Programme health and deliverable tracking
Operational health and programme health are two different things; they're managed concurrently and shouldn't be confused. Operational health relates to an organisation's ability to operate effectively, to drive change, and to grow as and when expected. Programme health links to the ability to effectively deliver product development expectations to quality, on time, and to budget.
Established NPD processes are great for data consistency and operational efficiency — yet they might not be effective or timely. Typical stage-gate processes are cumbersome and the least agile operating model. At the same time, start-ups can't afford to build a complete NPD framework up front, nor can they adopt ready-made solutions that might not align with their operating culture. Gateway countdowns are often tailored to a given organisation, and at times, they can be very time consuming or fail to reflect data reality because of status greenwashing (see Ian Quest's "Gateway Charge" article). The most effective solution will always be real-time data access through synchronous dashboards that represent or link to the relevant data sources — so the whole team focuses on a single version of truth.

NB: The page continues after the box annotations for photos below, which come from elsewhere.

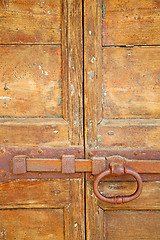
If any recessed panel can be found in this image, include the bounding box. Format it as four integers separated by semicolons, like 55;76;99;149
0;209;64;240
103;0;160;45
0;0;62;44
0;45;62;117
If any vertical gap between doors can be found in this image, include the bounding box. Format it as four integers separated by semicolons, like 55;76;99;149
82;0;87;240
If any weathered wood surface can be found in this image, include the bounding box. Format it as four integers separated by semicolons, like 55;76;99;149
0;209;64;240
0;118;69;147
103;47;160;118
84;0;102;147
103;0;160;45
0;178;85;240
0;46;62;117
0;0;62;44
86;181;160;240
86;182;104;240
64;179;85;240
0;179;70;209
98;181;160;210
98;119;160;148
62;0;83;145
104;211;160;240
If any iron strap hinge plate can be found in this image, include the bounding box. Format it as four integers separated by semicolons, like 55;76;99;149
11;155;160;175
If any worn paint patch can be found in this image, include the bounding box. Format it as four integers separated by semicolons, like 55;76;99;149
102;0;107;21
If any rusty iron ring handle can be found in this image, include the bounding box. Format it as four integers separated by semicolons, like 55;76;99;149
93;166;143;203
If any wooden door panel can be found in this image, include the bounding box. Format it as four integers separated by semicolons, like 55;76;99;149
98;119;160;149
0;209;64;240
0;176;85;240
0;118;69;147
0;45;62;117
102;47;160;118
0;0;85;240
87;181;160;240
0;0;62;44
104;211;160;240
0;0;83;147
103;0;160;45
84;0;160;240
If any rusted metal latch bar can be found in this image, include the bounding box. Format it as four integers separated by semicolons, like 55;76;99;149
11;155;160;175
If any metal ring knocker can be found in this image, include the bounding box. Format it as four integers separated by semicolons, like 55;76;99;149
93;162;143;203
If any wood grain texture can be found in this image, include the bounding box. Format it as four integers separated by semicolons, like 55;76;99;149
98;179;160;210
0;179;85;240
86;182;104;240
103;0;160;45
0;118;69;147
103;47;160;118
84;0;102;147
98;119;160;148
62;0;83;145
104;211;160;240
0;0;62;44
86;181;160;240
0;46;62;117
64;179;85;240
0;209;64;240
0;179;70;209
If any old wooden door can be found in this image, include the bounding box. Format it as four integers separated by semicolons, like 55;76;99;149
0;0;160;240
0;0;85;240
84;0;160;240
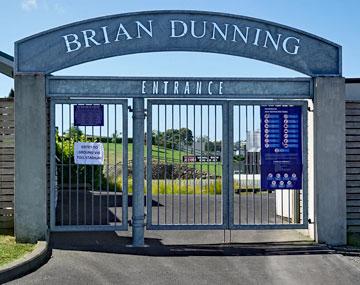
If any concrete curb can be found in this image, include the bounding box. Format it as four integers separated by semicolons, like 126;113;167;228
0;241;51;284
329;246;360;256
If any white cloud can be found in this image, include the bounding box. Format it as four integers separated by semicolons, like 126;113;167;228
21;0;38;11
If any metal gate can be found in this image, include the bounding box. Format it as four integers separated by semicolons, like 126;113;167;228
50;98;128;231
146;100;308;230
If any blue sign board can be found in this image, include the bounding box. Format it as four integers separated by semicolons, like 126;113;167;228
74;105;104;126
260;106;302;190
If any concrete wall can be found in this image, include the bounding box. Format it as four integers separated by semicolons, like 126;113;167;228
314;77;346;245
15;74;48;242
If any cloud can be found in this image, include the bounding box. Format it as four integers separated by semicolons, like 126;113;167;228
21;0;38;11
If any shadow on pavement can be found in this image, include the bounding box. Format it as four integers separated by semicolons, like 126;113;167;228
50;232;335;256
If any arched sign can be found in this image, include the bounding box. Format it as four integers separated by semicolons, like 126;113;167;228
15;11;341;76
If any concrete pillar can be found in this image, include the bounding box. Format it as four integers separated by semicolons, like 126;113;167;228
132;98;145;246
314;77;346;245
15;74;48;243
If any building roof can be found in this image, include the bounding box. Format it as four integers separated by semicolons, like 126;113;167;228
0;51;14;78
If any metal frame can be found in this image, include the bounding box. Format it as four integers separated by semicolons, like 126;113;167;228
146;99;308;230
46;76;314;100
50;98;128;232
228;100;308;230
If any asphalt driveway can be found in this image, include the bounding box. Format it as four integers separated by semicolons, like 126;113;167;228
5;231;360;284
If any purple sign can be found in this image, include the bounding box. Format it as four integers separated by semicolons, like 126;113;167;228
74;105;104;126
260;106;302;190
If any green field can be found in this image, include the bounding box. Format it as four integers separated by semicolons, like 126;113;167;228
104;142;221;176
0;235;35;266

When it comes to engineering and related data tracking, it's essential to consider what kind of information is required — when, by whom, and in what format. That also concerns the need for product integration across multi-disciplinary requirements and the technical disciplines involved in the delivery process: electrical; mechanical-CAD; software; engineering and manufacturing BOMs; bills of process; work instructions; PPM; systems engineering; product configuration, and more.
The need for data evolves throughout each product development cycle and changes with business maturity and transition readiness. Mapping data sources, creation, flows, interactions, transformations, and approval processes are all part of the fundamental enterprise architecture and operating landscape. Successful start-ups know how to drive minimum viable data analytics for their operations to flourish — without the overwhelming burden of trying to perfect the system at the start.
Better analytics, better collaboration
Different projects or programmes require different data analytics. Often, this is based on product maturity — e.g., timely prototype delivery versus right-first-time manufacturing and assembly quality. It's also linked to business maturity and the purpose of the project or programme: validating a given technology or component design, selecting a supplier, raising further funding, building awareness.
For analytics to be effective, data must be trusted as the single version of truth. That's more about the ability to understand the data — know where it came from, how it was gathered, and when — than about precision. It has to be a truth, rather than the truth, with perfect accuracy at every stage a secondary consideration to it being a singular version. Analytics need to be tailored based on the organisational context and operating culture, so data can be consumed and transformed into actionable insight throughout the development process.
Trusted and timely data availability is what contributes to effective collaboration, and is often a prerequisite for improving operational efficiency. Once understood and trusted, data mining and the associated processes can be further optimised to inform decision-making — and, in turn, secure programme outcomes.
What are your thoughts?
References
Grealou L (2021); Exploring the Intersection of PLM and Industry 4.0; engineering.com.
Ries E (2011); The Lean Startup: How Constant Innovation Creates Radically Successful Businesses; Penguin Books Ltd.
Drucker P (1963); Managing for Business Effectiveness; HBR.